There’s a radical anti-tax ideology underneath the surface, but it’s easy to spot.
The topline picture of the new tax reform plan is very clear: tax cuts for the rich paid for by budget cuts for the poor.
The leadership of the House and Senate, and anti-government activist groups like Americans for Prosperity have tried to describe their ideas as bringing “simplicity” to the tax code and in their most Orwellian turn claiming their tax cuts for the rich will “unrig the economy.”
But if you look beneath the surface you can find a radical attempt to use the power of the US federal government to drive down all taxes everywhere. They aim to achieve this through tweaks to the tax code, which will be difficult for the average voter not steeped in tax policy minutia to follow, but could have dramatic implications for how and how much tax is collected at the state, local, and international levels.
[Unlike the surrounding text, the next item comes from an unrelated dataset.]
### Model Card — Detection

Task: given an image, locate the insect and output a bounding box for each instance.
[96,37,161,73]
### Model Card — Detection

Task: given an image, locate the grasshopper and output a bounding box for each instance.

There are two key provisions that reveal this strategy:
The first is the shift from a “worldwide” tax system for US companies to a “territorial” tax system. This change would eliminate the federal taxes US companies must pay on the profits they earn offshore. Right now companies pay the normal US corporate tax rate (35 percent) for profits they repatriate from their business activities around the world. Companies get to offset the cost of any taxes they have already paid on these profits in other countries to avoid any double-taxation.
Under the current system, US companies make business decisions based largely on the best market opportunities rather than shopping around for the ideal tax deals. The shift to a territorial system would create stronger pressure on other countries to slash their corporate tax rates in order to attract US companies. In combination with lower US corporate tax rates, the shift to territorial taxes will fuel a dangerous global race to the bottom. It would be particularly harmful to poor countries, which raise a disproportionate share of their revenue from corporate taxes. For leaders in Congress this race to the bottom is a feature, not a bug, as it imposes their anti-tax ideological position on other governments, whether or not they agree.
The second provision to watch is the elimination of the state and local tax deduction. The tax plan released jointly by the White House and leaders from the House and Senate called for the elimination of this deduction, sparking a contentious lobbying effort, by Republicans that represent blue states, to protect it. In spite of the backlash, the White House is “maintaining a hard line” that it will go.
The deduction helps Americans avoid double-taxation on their income by allowing them to deduct the cost of state and local taxes from their federal tax bills. It has long been a target of conservative activists who argue that it is a subsidy to states and localities. Setting aside the fact that calling a tax deduction a subsidy is supposed to be a left-wing construct, the underlying rationale for eliminating the state and local deduction is to punish localities and states that have relatively higher taxes.
That’s why groups like the Koch Brothers funded Americans for Prosperity and the Heritage Foundation, along with Speaker of the House Paul Ryan have vocally called for it to go. For these voices getting rid of the deduction is a perfect win-win. It helps raise revenue that can offset the massive rate cuts they want to give large multinational companies and the wealthy while increasing the pressure on state and local governments to lower their own taxes. It allows them to see their ideological vision implemented in places where they don’t even hold political power.
Ultimately that’s what makes these ideas so dangerous. Reasonable people can disagree about the merits of different tax rates, but Republicans are supposed to be the party of federalism, of states’ rights and of local decision making. I guess when it comes tax cuts for big companies and the rich, LOL nothing matters.